Os livros publicados no século 17 são raros e nestes incluem-se os relatos de viagens feitos maioritariamente por religiosos. Para o post de hoje seleccionei um registo ainda mais raro e que conta uma viagem do Ocidente ao Oriente, por via terrestre, levada a cabo por um civil.
Henri de Feynes (1573-1647), também conhecido por Monsieur de Monfart, inicia a viagem 1608 chegando à China no ano seguinte, tendo passado por Macau.
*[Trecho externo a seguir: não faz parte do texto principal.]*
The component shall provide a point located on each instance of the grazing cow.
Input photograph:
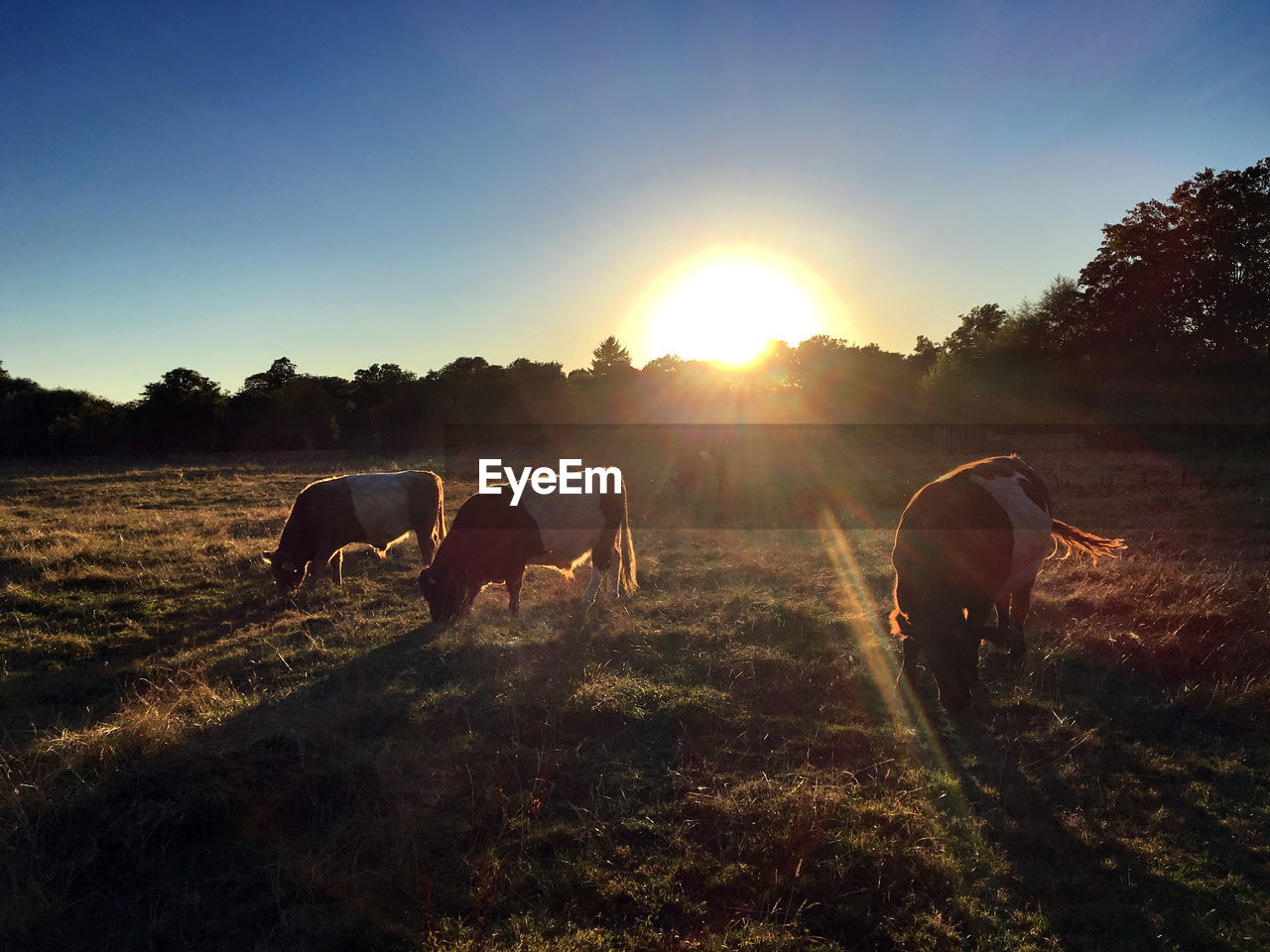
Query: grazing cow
(490, 539)
(691, 467)
(969, 540)
(376, 508)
Terá sido o primeiro francês a realizar esta façanha.
Poucos anos depois da chegada a França, um inglês que visita Paris tem conhecimento da viagem e com base nos apontamentos de Feynes publica o relato da viagem, num livro impresso em Londres em 1615 intitulado "An Exact and Curious Survey of All the East Indies, Even to Canton, the Chiefe Cittie of China - All Duly Performed by Land, by Monsieur de Monfart, the Like Whereof was Never Hetherto, Brought to an End: Wherein Also are Described the Huge Dominions of the Great Mogor, to Whom that Honorable Knight, Sir Thomas Roe, was Lately Sent Ambassador from the King: Newly Translated Out of the Travailers Manuscript"
Tradução do título do livro
"Um levantamento preciso e curioso de todas as Índias Orientais, até mesmo de Cantão, a cidade principal da China - tudo devidamente realizado por terra, por Monsieur de Monfart, como nunca foi até agora, levado até ao fim: onde também são descritos os Enormes Domínios do Grande Reino de Mogor*, para quem o Honorável Cavaleiro, Sir Thomas Roe, foi recentemente enviado Embaixador do Rei: recentemente traduzido dos manuscritos do viajante".
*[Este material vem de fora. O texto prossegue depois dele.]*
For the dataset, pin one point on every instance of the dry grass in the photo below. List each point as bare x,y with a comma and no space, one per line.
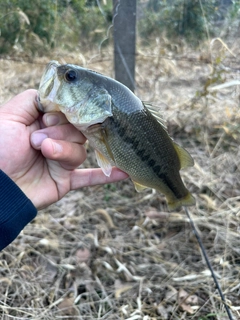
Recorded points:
109,253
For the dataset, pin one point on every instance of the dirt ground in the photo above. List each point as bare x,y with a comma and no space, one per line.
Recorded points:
107,252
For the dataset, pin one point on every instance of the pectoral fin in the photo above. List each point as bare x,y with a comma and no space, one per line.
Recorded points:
103,163
185,158
139,187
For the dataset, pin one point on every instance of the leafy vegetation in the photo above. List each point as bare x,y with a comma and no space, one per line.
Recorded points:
36,27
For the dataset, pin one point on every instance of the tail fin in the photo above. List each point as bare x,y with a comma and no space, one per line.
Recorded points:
188,200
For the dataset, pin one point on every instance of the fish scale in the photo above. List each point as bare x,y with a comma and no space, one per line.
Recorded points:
122,130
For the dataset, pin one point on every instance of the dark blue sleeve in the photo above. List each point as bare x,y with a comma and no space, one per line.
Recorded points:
16,210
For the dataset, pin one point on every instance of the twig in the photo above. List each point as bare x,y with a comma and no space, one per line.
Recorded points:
208,264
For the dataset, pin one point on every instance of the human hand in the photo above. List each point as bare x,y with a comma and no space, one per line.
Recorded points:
41,158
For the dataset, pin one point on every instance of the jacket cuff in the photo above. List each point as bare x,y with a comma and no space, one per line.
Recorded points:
16,210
* Império Mogol, Mugal ou Mogul, autodesignado Gurkani existiu entre 1526 e 1857 e chegou a dominar quase todo o subcontinente indiano.
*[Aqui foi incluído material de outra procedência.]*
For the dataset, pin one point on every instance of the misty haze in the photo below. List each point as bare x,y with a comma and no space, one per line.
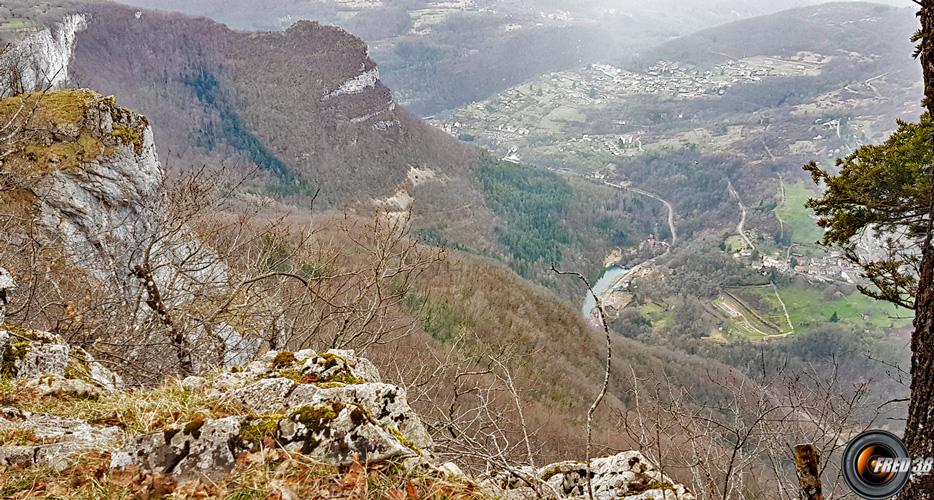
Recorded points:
491,249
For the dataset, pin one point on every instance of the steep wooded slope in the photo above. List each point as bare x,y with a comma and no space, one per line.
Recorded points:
305,105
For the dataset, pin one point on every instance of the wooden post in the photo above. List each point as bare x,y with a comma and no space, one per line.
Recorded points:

Nessa altura os portugueses já se tinham 'estabelecido' em Macau (desde ca. 1555/7) mas este era ainda o início de uma parte importante da história do território que merece uma breve referência. Feynes passa duas vezes por Macau, antes e depois de ir a Cantão. Excerto da pág. 20
"From Malaca I went to Macao (near a months travail) which is a Citty situated on the sea coast at the foot of a great Mountaine where in times past the Portugalls had a greate fort and to this day there be yet many that dwell there. This is the entrance into China but the place is of no great importance; they are Gentiles and there the inhabitants begin to bee faire complextioned. Thence I travailled 2 months to the Cochinchines."
"De Malaca fui para Macau (cerca de um mês de viagem) que é uma cidade situada na costa marítima, no sopé de uma grande montanha, onde em tempos passados os portugueses tiveram um grande forte e até hoje ainda há muitos que lá habitam. Esta é a entrada na China, mas o lugar não tem grande importância; eles são gentios e lá os habitantes começam a se preocupar. Daí eu viajei durante dois meses até à Conchinchina".
Notas:
Samuel Purchas, na obra Pilgrimes, de 1625, inclui várias extratos deste relato.
Em 1630 foi publicada uma versão em francês:"Voyage faict par terre depuis Paris Jusques a la Chine. Par le S.r de Feynes gentilhomme de la maison du Roy, Et ayde de Mareschal de Camp de ses armées. Avec son retour par mer."
Nesta edição Macau surge nas páginas 153 e 154 e com a grafia "Maquau". O conteúdo é muito semelhante ao da versão inglesa. Excerto: "Ce lieu n'est pas autrement de consequence, ny sort à priser pour l'humeur grossiere des habitants, qui son tour payés et addonnez à l'idolatrie."